- Born: 3 March 1882 Palermo, Kingdom of Italy
- Died: 24 March 1944 (aged 62) Rome, Italian Social Republic
- Allegiance: Kingdom of Italy
- Branch: Royal Italian Army
- Service years: 1905–1944
- Rank: Lieutenant general
- Conflicts: Italo-Turkish War; World War I Second Battle of the Piave River; ; World War II;
- Awards: Gold Medal of Military Valour (posthumous); Bronze Medal of Military Valor; War Cross for Military Valor;

= Vito Artale =

Italian general

Vito Artale (3 March 1882 - 24 March 1944) was an Italian general during World War II.

==Biography==

He was admitted to the Royal Academy of Turin in 1902 and graduated in 1905 as artillery second lieutenant; in September 1908, with the rank of lieutenant, he was assigned to the 3rd Fortress Artillery Regiment. He participated in the Italo-Turkish War (where he earned a Bronze Medal of Military Valor for his role in the capture of Sidi Said in July 1912), after which he was appointed military attaché at the Italian Embassy in Berlin. He participated in the First World War with the rank of captain and later major (from 1917), being assigned in 1917 to the Garda-Mincio Defense Command and subsequently commanding the 122nd and 167th Siege Artillery Groups, the Volunteer Corps Siege Artillery Group and the II Group of the 35th Field Artillery Regiment; in June 1918 he was awarded a War Cross of Military Valor for his role in the Second Battle of the Piave River. He then became a member of the control commission of the 8th Army for the execution of the armistice.

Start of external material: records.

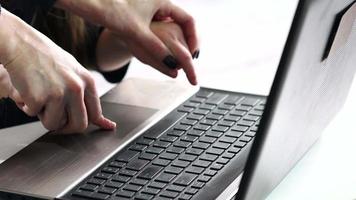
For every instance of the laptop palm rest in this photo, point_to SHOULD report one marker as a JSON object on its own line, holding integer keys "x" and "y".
{"x": 53, "y": 162}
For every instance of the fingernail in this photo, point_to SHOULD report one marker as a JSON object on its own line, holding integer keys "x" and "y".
{"x": 198, "y": 53}
{"x": 170, "y": 62}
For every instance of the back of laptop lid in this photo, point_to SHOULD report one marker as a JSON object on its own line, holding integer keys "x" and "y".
{"x": 311, "y": 85}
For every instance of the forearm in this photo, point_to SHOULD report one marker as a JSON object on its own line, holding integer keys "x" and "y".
{"x": 111, "y": 52}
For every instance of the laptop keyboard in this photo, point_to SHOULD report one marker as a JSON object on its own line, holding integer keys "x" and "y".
{"x": 199, "y": 138}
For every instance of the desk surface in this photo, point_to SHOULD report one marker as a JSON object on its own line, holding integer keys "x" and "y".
{"x": 242, "y": 41}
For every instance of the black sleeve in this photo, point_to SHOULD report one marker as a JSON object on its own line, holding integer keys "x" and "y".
{"x": 25, "y": 9}
{"x": 93, "y": 34}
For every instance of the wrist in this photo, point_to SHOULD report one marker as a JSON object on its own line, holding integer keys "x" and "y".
{"x": 8, "y": 36}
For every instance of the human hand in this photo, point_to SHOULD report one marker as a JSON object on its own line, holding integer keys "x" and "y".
{"x": 172, "y": 36}
{"x": 130, "y": 19}
{"x": 51, "y": 84}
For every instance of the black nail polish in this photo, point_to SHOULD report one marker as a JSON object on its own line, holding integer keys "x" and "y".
{"x": 198, "y": 53}
{"x": 194, "y": 54}
{"x": 170, "y": 62}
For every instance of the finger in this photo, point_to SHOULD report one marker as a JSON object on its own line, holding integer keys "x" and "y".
{"x": 181, "y": 52}
{"x": 94, "y": 110}
{"x": 53, "y": 116}
{"x": 186, "y": 22}
{"x": 148, "y": 48}
{"x": 77, "y": 118}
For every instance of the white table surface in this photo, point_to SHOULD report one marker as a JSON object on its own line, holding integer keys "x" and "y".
{"x": 241, "y": 43}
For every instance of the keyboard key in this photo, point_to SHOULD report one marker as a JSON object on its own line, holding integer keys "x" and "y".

In September 1926, Artale was promoted to lieutenant colonel and given command of the 11th Anti-Aircraft Center; having then been transferred to the technical service of artillery, he was appointed deputy director of the Terni arms factory (1929), of the fuse factory of Rome, and finally deputy director and then director of the Army precision laboratory. In 1937, with the rank of colonel, Artale was placed in charge of the Army optical glass factory, remaining there even after promotion to major general in 1938 and to lieutenant general in 1939. Having been transferred to the Army reserve in March 1940, he was retained in active service because he was recognized as indispensable to the special service he was assigned to; he continued directing the Army optical glass factory during most of World War II.

After the Armistice of Cassibile and the German occupation of Rome in September 1943, Artale joined the Resistance, becoming part of the Clandestine Military Front. He had the plants of the Army glass factory sabotaged, for which he was arrested by the Gestapo on 9 December 1943; after three months of imprisonment and torture, he was executed in the Fosse Ardeatine massacre on 24 March 1944. He was posthumously awarded the Gold Medal of Military Valor.